【メモ】市場変化の過程で学校内で起こること
☆実は、この外部環境の変化で、無視できないことがある。それは個人化社会の急速な進行である。
☆これは、今まで階層構造の中で抑えられてきた個人個人の発想や自己実現欲求が一挙に解放される時代を示唆し、希望の部分もあるが、自分軸主導知性であるから、衝突や葛藤の多様化が生まれる。その欲求は微分化されるから、学校で発症した場合、教師の気づきがおいつかないことが頻発する。
☆すると、生徒は、自分のことが分かってもらえないとか、教師もまた理解を示しているのになぜ受け入れてもらえないのだろうということになり、コミュニケーションをとればとるほど互いの理解の溝が深まるという事態が、今まで以上に多くなる。
☆ウェブ3.0がデバイスのシフトだけだとすると、このような純粋不満が膨れ上がり、やがては怪物と化して世界を席巻するだろう。
☆それゆえ、グローバルシチズンとしてこの純粋不満の怪物化を未然に防がなければならない。すでに、多くの学校で、このことは起こっていて、担任の先生だけでは対応できない状態になっている可能性が高い。
☆「いじめ」とか「校内暴力」とか「学級崩壊」とか「クレーム」とか呼ばれてきた状況は、その純粋不満が生まれる兆しだったのかもしれない。対処療法で放置しておけば、たいへんなことになる。
☆カリキュラムマネジメントで重要なことは、もちろん認知スキルの充実であるが、そのスキルと非認知スキルが統合されるマネジメントが必要である。非認知スキルというのは共感スキルが代表的。
☆それは、実はコトが起きてから修復するためのコミュニケーションではなく、その前に、共通体験を通して、共感スキルを鍛えておく必要がある。
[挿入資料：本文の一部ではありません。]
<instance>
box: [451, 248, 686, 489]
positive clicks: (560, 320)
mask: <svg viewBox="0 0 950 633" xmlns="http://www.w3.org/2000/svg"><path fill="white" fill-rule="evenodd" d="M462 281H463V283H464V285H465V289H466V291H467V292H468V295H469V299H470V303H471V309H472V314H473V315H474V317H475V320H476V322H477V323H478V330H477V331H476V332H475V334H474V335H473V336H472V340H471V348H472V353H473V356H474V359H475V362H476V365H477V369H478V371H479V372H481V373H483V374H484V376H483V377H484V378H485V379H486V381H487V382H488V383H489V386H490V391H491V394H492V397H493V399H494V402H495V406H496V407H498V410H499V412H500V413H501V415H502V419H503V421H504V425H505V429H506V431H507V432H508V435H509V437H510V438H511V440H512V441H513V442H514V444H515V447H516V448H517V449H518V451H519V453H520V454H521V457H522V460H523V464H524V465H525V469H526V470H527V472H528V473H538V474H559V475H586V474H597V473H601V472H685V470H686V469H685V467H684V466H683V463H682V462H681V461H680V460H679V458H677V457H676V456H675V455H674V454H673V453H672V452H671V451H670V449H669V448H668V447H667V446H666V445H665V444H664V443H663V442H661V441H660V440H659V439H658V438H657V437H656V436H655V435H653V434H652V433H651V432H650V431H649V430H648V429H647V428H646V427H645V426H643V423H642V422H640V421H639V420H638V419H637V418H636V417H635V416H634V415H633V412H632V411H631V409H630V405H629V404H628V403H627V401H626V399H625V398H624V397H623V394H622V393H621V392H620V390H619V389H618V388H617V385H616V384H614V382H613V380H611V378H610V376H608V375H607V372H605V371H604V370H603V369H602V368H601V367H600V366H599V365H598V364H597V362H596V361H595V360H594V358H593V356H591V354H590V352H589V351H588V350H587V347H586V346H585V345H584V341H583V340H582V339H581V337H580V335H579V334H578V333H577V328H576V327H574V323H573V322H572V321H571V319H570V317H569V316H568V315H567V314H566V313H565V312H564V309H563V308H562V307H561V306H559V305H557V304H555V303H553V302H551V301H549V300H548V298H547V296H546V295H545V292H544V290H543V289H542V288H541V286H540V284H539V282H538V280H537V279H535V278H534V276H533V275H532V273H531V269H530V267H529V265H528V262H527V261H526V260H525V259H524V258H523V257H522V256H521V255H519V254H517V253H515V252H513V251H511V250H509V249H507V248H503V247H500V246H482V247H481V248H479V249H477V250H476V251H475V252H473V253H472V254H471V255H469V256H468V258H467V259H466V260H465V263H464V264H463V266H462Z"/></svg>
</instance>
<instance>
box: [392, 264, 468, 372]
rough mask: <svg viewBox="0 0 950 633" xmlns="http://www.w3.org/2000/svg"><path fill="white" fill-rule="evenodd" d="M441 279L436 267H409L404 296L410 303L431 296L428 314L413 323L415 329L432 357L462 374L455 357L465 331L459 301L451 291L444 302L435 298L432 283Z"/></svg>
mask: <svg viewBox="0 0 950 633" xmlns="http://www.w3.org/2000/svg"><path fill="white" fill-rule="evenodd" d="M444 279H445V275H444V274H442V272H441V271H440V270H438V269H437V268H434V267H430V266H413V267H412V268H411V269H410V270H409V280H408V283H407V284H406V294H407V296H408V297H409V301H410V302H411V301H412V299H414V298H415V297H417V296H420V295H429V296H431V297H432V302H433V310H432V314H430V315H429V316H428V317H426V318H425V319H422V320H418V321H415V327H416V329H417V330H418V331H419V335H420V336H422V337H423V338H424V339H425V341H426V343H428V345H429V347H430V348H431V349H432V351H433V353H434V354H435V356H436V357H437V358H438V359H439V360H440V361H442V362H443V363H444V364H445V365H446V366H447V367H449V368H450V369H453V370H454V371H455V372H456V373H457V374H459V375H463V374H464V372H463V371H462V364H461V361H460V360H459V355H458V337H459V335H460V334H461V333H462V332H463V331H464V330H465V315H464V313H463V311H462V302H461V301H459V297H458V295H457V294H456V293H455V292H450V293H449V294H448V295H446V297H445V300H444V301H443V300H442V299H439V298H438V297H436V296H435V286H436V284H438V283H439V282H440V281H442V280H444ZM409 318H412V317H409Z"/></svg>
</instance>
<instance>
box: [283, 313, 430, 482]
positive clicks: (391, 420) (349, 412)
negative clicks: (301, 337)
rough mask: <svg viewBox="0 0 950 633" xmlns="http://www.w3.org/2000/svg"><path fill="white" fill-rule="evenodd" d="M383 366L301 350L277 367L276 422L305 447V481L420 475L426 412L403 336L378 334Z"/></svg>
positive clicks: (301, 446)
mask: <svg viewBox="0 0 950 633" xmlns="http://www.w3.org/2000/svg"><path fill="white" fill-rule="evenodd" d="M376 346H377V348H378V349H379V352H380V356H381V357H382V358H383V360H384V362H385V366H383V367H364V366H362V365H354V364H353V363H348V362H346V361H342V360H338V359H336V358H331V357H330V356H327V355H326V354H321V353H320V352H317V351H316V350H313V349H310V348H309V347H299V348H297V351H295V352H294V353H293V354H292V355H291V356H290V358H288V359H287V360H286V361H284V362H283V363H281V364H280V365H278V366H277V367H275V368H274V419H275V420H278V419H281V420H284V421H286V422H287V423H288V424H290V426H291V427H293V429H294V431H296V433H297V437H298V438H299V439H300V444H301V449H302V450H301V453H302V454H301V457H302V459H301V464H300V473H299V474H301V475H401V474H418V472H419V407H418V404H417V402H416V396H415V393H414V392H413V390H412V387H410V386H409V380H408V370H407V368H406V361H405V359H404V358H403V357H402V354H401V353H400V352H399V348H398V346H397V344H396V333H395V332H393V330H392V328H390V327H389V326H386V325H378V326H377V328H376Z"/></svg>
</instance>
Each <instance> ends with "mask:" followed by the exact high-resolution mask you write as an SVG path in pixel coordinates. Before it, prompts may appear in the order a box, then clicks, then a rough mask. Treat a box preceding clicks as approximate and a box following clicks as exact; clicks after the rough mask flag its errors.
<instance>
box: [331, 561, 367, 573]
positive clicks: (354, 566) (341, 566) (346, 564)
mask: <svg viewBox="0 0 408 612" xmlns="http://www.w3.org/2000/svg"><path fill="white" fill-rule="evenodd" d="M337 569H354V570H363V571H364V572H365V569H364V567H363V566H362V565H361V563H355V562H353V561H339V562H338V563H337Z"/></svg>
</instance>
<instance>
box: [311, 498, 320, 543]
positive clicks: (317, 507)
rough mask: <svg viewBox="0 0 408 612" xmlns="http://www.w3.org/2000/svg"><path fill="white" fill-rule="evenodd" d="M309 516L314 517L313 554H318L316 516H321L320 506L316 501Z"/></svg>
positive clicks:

☆根源的な深い思いを互いに共有できるスキル。それはU理論にヒントがあるし、ユートピアという夢を共有することも必要だ。しかしながら、ユートピアの実現はこれまたものすごい気概ややり切る力が必要だし、夢はそのまま現実でかなえられるわけではなく、自分軸がゆらぐこともある。
☆それゆえ、自分軸ではなく、相互に共通する第三の軸を見つけ合ったり創り合ったりする必要がある。クリティカルシンキングやクリエイティブシンキングという認知スキルが非認知スキルと結合する瞬間がこれだ。
☆Growth Mindsetの状態=共感できる状態=クリティカル&クリエイティブシンキングが発動できる状態になるには、個人は相互存在=interbeingとして生き、キャリア形成をデザインしていく必要がある。
☆そこに行くまで、interbeingが空洞化している個人が、純粋不満を沸かせまくる。おそらく思春期の時期にこの純粋不満沸騰の最前線に立つのが学校の教師である。
☆今までのように、担任や学年で情報を共有したり面談で対応しているだけでは、純粋不満が消滅することはない。むしろ、そのことがなぜ自分のことがわかってくれないのだという引き金になってしまうというパラドクスが頻発するだろう。
☆しかしながら、怪物はどこかにいるのではなく、1人ひとりの人間の中にいる。発症するかしないかの問題だ。
☆近代のパラドクスは階層構造におけるアンヴィバレンツだった。そして、現代の近代化路線は、アンヴィバレンツの微分化が広がっているのだ。近代化の再定義も必要だ。
☆しかしながら、このアンヴィバレンツがイノベーションを生むことも確かだ。怪物を生むかイノベーションを生むか。その分岐点が、2018年でもある。
☆シリコンバレーでマインドフルネスが流行っているというのは、この怪物が出現しているからだろう。自分がその怪物にならないように、互いに根源の局面まで下りていく、共感の息吹を吸う希望への心の旅。
☆interbeingとしてのコミュニケーションがとれるように、オリエンテーションを行ったり、保護者会を開いたり、面談をしたり、授業の中にディスカッションを取り入れたりするのだが、もしinterubeingが空洞化している個人のまま、これらを行ったら、純粋不満の怪物が発症する。
☆人間存在の再定義という根源的な局面に、生徒共に降りていくことができるか。手法だけでは、これができない。AI社会の恐ろしさは、人間の内なる怪物の異常発症を引き起こすことだ。
☆AIがこの異常発症を防ぐプログラミングをしなくてはならないが、そのプログラミングは、人間存在の再定義である。グローバルシチズンシップの意味は、この人間存在の再定義にこそあるのかもしれない。